I repeatedly find myself in a position where I'm writing specific django model instance fields into a list for various reasons (exporting to CSV, logging) and I'd imagine the same is true for many other people.
Generating a report could require traversing through foreign keys IF they exist. The larger the report, the more unreadable the code gets as I wrap attribute getter attempts in try/except
blocks.
Optional foreign keys are also problems: item.optional_fk.optional_date.method()

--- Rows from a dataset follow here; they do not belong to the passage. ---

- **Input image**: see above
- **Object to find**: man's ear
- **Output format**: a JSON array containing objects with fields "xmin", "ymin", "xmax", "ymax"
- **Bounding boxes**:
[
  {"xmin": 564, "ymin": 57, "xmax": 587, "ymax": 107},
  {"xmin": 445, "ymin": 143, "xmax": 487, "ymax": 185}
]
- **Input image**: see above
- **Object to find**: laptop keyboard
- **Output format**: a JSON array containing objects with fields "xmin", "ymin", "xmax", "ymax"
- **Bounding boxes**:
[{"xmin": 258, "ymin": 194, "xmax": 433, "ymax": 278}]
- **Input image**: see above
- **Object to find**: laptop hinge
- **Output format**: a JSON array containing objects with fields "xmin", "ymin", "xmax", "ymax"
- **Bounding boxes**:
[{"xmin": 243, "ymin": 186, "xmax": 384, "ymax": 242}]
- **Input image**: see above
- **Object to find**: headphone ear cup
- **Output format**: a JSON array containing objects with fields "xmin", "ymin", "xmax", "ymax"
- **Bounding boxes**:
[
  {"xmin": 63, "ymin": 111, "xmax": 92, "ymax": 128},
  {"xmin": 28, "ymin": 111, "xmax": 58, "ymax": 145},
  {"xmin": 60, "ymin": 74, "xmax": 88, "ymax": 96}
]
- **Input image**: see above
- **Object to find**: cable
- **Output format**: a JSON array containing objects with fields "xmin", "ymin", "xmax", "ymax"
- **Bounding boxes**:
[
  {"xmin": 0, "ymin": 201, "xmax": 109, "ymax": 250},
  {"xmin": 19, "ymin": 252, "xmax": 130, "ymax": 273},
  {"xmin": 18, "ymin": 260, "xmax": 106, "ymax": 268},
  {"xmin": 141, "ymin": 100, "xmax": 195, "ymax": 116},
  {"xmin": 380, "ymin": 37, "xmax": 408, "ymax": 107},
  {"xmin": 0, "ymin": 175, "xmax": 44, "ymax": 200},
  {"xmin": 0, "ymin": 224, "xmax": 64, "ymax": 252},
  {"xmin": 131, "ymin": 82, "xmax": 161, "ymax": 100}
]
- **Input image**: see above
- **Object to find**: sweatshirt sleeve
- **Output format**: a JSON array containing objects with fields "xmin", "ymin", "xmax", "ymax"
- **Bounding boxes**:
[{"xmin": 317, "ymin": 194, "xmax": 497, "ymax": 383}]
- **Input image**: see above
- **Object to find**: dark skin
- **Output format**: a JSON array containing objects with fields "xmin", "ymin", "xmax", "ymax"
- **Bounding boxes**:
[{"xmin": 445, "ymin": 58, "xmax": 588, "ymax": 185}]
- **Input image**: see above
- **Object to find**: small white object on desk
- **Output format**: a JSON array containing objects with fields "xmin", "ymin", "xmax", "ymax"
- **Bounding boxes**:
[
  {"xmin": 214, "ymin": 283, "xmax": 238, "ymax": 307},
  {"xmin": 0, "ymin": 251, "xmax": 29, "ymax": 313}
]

for item in django_model_instances:
try:
date_created = item.order.date_created.strftime('%Y/%m/%d')
except AttributeError:
date_created = ''
try:
date_complete = item.order.date_complete.strftime('%Y/%m/%d')
except AttributeError:
date_complete = ''
# perhaps more try/except...
writer.writerow([
item.optional_fk.optional_field.strtime('%Y'),
item.optional_fk.method(),
item.bar,
date_created,
# other attributes...
date_complete,
# other attributes...
])
As you have more columns to write the code starts to look like a monster.
I like the readability of using eval()
wrapped in try/except
but I read I should avoid eval
like the plague.
Is using eval in Python a bad practice?
- There is almost always a better way to do it - trying to find a better way without writing too much code :)
- Very dangerous and insecure - the strings are hard coded
- Makes debugging difficult - True
- Slow - code is for generating reports, it can be slow.
.
def no_exceptions_getter(item, statement):
try:
return eval(statement)
except AttributeError, e:
log.debug(e)
return ''
for item in django_model_instances:
writer.writerow([no_exceptions_getter(item, x) for x in (
'item.foo',
'item.bar',
'item.date_created.strftime("%Y/%m/%d")',
'item.date_complete.strftime("%Y/%m/%d")',
'item.optional_foreign_key.foo',
# more items in a readable list format
)])
I don't see the security vulnerability, speed or debugging problems being an issue. So my question for you experts out there is: is this an OK use of eval?